Rachel Kushner, The Mars Room — this is the book to tuck into your carry-on bag. You’ll speed through it so you can get to the ending, but once you get there, you’ll want to read the whole book all over again. You won’t even notice that your flight is delayed, or your luggage still hasn’t arrived on the carousel. I’m not going to tell you what the book is about (you can cheat and read the reviews if you want). When you get to the end, and find yourself meditating on questions of fate and agency, not sure if you’re looking into darkness or light, remember to thank me for this recommendation.
Lucie Brock-Broido, A Hunter, The Master Letters, Trouble in Mind, Stay Illusion — I am re-reading Brock-Broido’s oeuvre this summer. Brock-Broido passed away this past March. She was only 61. Her language followed the diction and syntax of another time–but what was that time? Was it the deep past, or some future yet to come? Brock-Broido’s poetry was always beautiful, in a way that flirted with the decorative. Her best work veered away from mere beauty, aching towards something like the sublime.

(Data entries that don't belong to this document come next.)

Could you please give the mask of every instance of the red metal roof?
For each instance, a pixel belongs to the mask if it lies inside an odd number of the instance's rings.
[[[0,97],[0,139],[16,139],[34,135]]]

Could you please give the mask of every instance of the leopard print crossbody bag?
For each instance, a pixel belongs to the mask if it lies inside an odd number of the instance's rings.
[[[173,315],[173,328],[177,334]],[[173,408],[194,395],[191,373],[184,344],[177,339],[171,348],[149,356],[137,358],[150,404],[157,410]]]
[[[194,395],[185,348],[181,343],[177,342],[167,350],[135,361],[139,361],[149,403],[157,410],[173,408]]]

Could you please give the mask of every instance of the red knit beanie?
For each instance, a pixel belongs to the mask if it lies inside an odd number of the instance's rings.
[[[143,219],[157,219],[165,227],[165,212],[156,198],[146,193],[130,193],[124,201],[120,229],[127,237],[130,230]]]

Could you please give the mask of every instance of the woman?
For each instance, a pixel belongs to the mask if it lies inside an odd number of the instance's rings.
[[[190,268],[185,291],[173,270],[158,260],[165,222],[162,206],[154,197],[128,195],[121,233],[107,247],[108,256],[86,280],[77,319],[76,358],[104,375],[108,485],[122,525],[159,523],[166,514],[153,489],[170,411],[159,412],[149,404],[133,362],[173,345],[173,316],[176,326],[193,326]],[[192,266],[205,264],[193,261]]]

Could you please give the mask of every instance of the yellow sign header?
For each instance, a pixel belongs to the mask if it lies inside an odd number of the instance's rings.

Kelly Jones, South of Pico: African American Artists in Los Angeles in the 1960s and 1970s — Jones tells a “hidden history of blackness” in 20th-century California. African Americans, as well as members of the Latinx and Asian Pacific Islander communities, have traditionally been excluded from the story of modernism in California. Jones tells the story of the African American art community “south of Pico” in Los Angeles, embedding well-known artists such as Bettye Saar and Noah Purifoy within the complicated historical contexts of Los Angeles–and California, more broadly speaking–in the second half of the 20th century. This book changed how I think of modern and contemporary American art. It will change how you think, too.